Yes, we have a couple of issues about that in our tracker, see this one https://youtrack.jetbrains.com/issue/KT-18024 and its related issues.

I think it would be a great feature that would allow to catch many erroneous situations in code, though currently I can’t tell anything about when it will be implemented.


#3

But I get this warnings and was about to write angry post of how annoying it is.
Well it was couple days ago, but warning definitely was there.
Maybe it was inspections though.


#4

In Swift they have you use the underscore character for things you want to
ignore. It signals to the compiler that you’re aware but you don’t care.

Example:

doSomethingThatReturnsSomething()     // compiler warning

_ = doSomethingThatReturnsSomething()     // no compiler warning

#5

In F# you can call ignore function on result you don’t need:

fooWithResult() |> ignore


#6

There are many cases where the value of an expression (for example an if expression) is immaterial. At least for functions it would be useful to be able to annotate those whose return value should not be ignored (either because they have no side-effects, or because doing so is “unsafe”). I wouldn’t want to have to look for the return values of mutableList.add or mutableList.set.


#7

Indeed, the return value of mutableSet.add() - boolean true/false if item was added - is often irrelevant to me.
There are many places where I do not care about a return value (and other places where I do want to get the return value of same function).

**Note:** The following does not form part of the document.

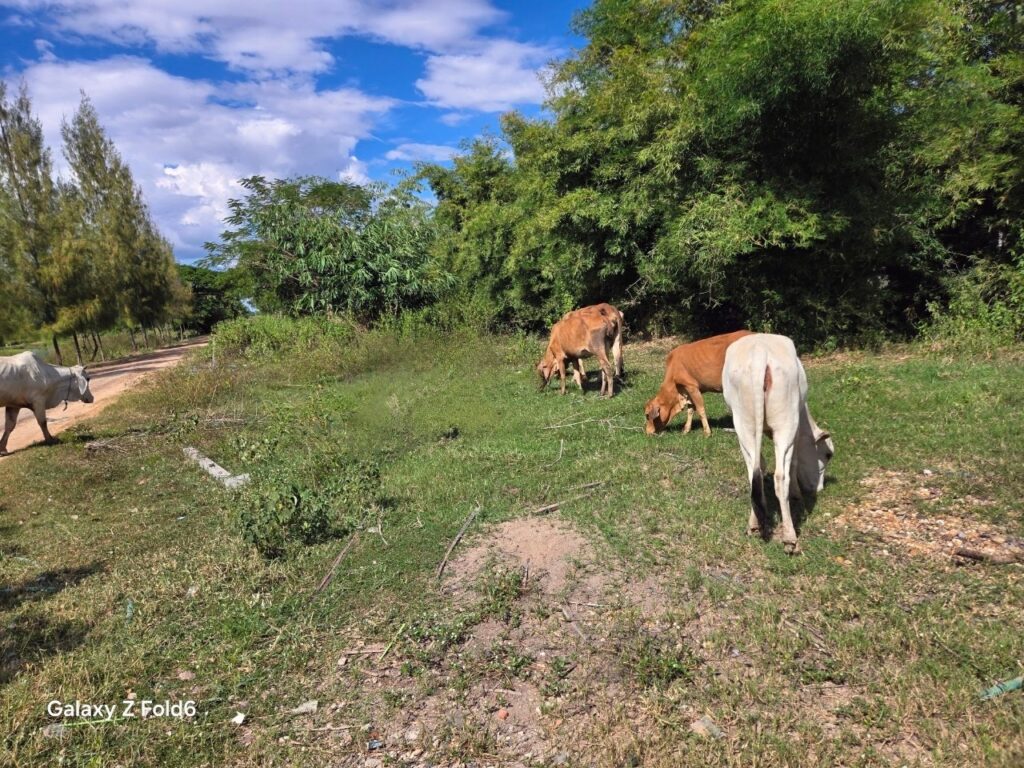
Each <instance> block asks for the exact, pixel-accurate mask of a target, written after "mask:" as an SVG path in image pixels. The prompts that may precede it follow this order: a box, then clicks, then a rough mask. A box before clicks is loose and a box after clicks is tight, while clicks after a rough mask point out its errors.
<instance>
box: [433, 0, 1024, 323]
mask: <svg viewBox="0 0 1024 768" xmlns="http://www.w3.org/2000/svg"><path fill="white" fill-rule="evenodd" d="M1015 13H1019V11H1018V10H1016V9H1015V6H1014V5H1013V4H1010V3H989V4H978V3H962V2H956V1H955V0H910V1H909V2H893V1H892V0H739V1H738V2H729V3H724V2H714V1H713V0H705V1H701V0H691V1H689V2H676V1H672V2H670V1H669V0H637V1H633V0H631V1H629V2H628V1H626V0H596V2H594V3H593V4H592V5H591V7H589V8H588V9H586V10H584V11H583V12H582V13H580V14H579V15H578V17H577V19H575V23H574V28H575V31H577V33H578V34H580V35H581V36H583V37H584V38H586V40H587V44H586V45H585V46H584V47H583V48H582V49H580V50H579V51H578V52H577V53H575V54H574V55H573V56H571V57H570V58H568V59H566V60H564V61H562V62H560V63H559V65H558V66H556V68H555V69H554V72H553V75H552V76H551V79H550V82H549V93H550V96H549V99H548V103H547V106H548V109H549V111H550V113H551V115H552V118H551V119H537V120H527V119H524V118H523V117H521V116H519V115H516V114H511V115H507V116H505V118H504V120H503V131H504V136H503V138H504V140H505V141H507V143H508V145H509V146H510V147H511V156H512V157H513V158H514V161H513V160H508V159H507V158H506V157H505V156H504V155H501V154H500V153H498V151H497V147H498V146H499V145H500V144H498V143H497V142H495V143H492V144H490V145H489V147H488V146H487V144H486V143H483V144H479V143H478V144H474V145H472V146H470V148H469V151H468V152H467V153H466V154H465V155H464V156H463V157H462V158H458V159H456V161H455V163H454V167H453V168H451V169H443V168H439V167H437V166H425V167H422V168H421V169H420V177H421V178H425V179H426V180H427V181H428V182H429V183H430V184H431V186H432V188H433V190H434V193H435V195H436V196H437V199H438V218H439V219H442V220H443V222H444V223H445V224H446V226H447V227H449V230H450V231H449V233H447V234H446V236H445V237H444V238H443V239H442V241H441V247H440V252H441V254H442V256H444V257H445V258H447V259H449V262H447V263H449V264H450V265H451V267H452V268H453V269H454V270H455V272H456V274H457V276H458V279H459V281H460V283H461V284H463V285H467V286H474V287H475V288H476V289H477V290H479V289H480V288H481V286H482V287H483V288H485V290H486V291H488V292H489V293H490V294H492V295H493V297H494V302H495V304H496V305H497V306H498V307H501V308H503V311H504V310H508V311H510V312H511V313H512V314H514V316H515V318H516V319H517V321H519V322H520V323H523V324H524V325H539V324H540V323H541V322H550V321H551V319H553V318H554V317H556V316H557V315H558V314H559V313H560V312H561V311H563V310H564V309H565V308H568V307H569V306H572V305H578V304H581V303H590V302H592V301H595V300H599V299H601V300H612V301H616V302H620V303H622V304H624V305H625V308H626V310H627V313H628V314H629V315H630V318H631V323H632V324H633V325H634V326H637V325H647V326H648V327H653V328H670V329H685V330H689V331H692V332H711V331H715V330H725V329H729V328H735V327H737V326H740V325H746V326H750V327H755V328H758V329H762V330H774V331H779V332H783V333H787V334H790V335H793V336H795V337H797V338H798V339H800V340H803V341H804V342H822V341H827V340H836V341H839V340H843V341H851V340H856V339H863V338H867V337H872V336H876V335H878V334H892V333H898V334H906V333H910V332H912V331H913V329H914V328H915V327H916V326H918V325H919V324H920V323H921V322H922V319H923V318H925V317H927V315H928V307H929V306H935V305H937V304H941V303H942V302H943V301H945V300H946V299H945V297H946V291H947V290H948V283H947V281H946V280H945V278H946V275H948V274H950V273H952V272H953V271H954V270H956V269H958V268H962V267H963V266H966V265H970V264H972V263H975V261H977V259H978V258H989V257H988V256H985V254H999V253H1001V254H1002V255H1001V256H998V258H999V259H1000V260H1001V263H1007V264H1012V263H1014V262H1013V255H1014V254H1016V253H1018V252H1019V243H1020V231H1021V230H1020V226H1021V225H1020V222H1021V221H1022V220H1024V218H1022V216H1021V213H1022V212H1021V210H1020V204H1021V199H1022V195H1021V173H1022V169H1024V163H1021V148H1022V147H1021V134H1022V130H1024V128H1022V126H1024V121H1022V120H1021V119H1020V118H1021V115H1020V98H1021V93H1022V92H1024V88H1022V87H1021V77H1022V73H1024V66H1022V62H1021V61H1022V51H1024V45H1021V42H1022V41H1021V30H1022V25H1021V24H1020V23H1019V18H1017V17H1016V16H1015V15H1014V14H1015ZM481 179H484V180H485V181H484V183H483V184H482V185H481V184H480V180H481ZM481 260H483V261H485V264H486V266H482V264H481ZM991 273H1005V270H1004V271H999V272H995V271H993V272H991ZM481 274H486V275H488V280H486V281H482V282H481V281H480V279H479V278H480V275H481Z"/></svg>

This is a feature that would be helpful sometimes, but at other times it would be highly annoying - especially if we have to add ceremony all over the place for return values we don’t need… (assignment to _ or ‘redirect’ to ignore etc)


#8

oh, just like checked exceptions, but the opposite :wink:


#9

I agree entirely with what @pdvrieze and @Tim_van_der_Leeuw.1 have just said about this matter.

It would be very annoying having to deal with compiler warnings where you’d chosen to ignore a function’s return value unless (exceptionally) the author of the function felt it would be unsafe to ignore it and had marked it with a suitable annotation.

It would be particularly onerous in the case of Kotlin Native and C interop where an int return value (which is often used to indicate some error or abnormal condition) is routinely ignored by C programmers either because they ‘know’ an error won’t happen or don’t care if it does because the error would be harmless.


#10

Another example of a function where it is dangerous to ignore the return-value would be the entity ‘save()’ function of Spring Data repositories, which potentially return a different instance instead of updating the instance in place.
This has caused bugs in my code when I was not yet aware of that… :wink:

So I can definitely see the value of such a feature, if I can have control over it and don’t have to pollute my code with dummy assignments for every mutableSet.add(), and can deal in a practical way with every entity save() invocation where I do not actually use the returned instance anyway.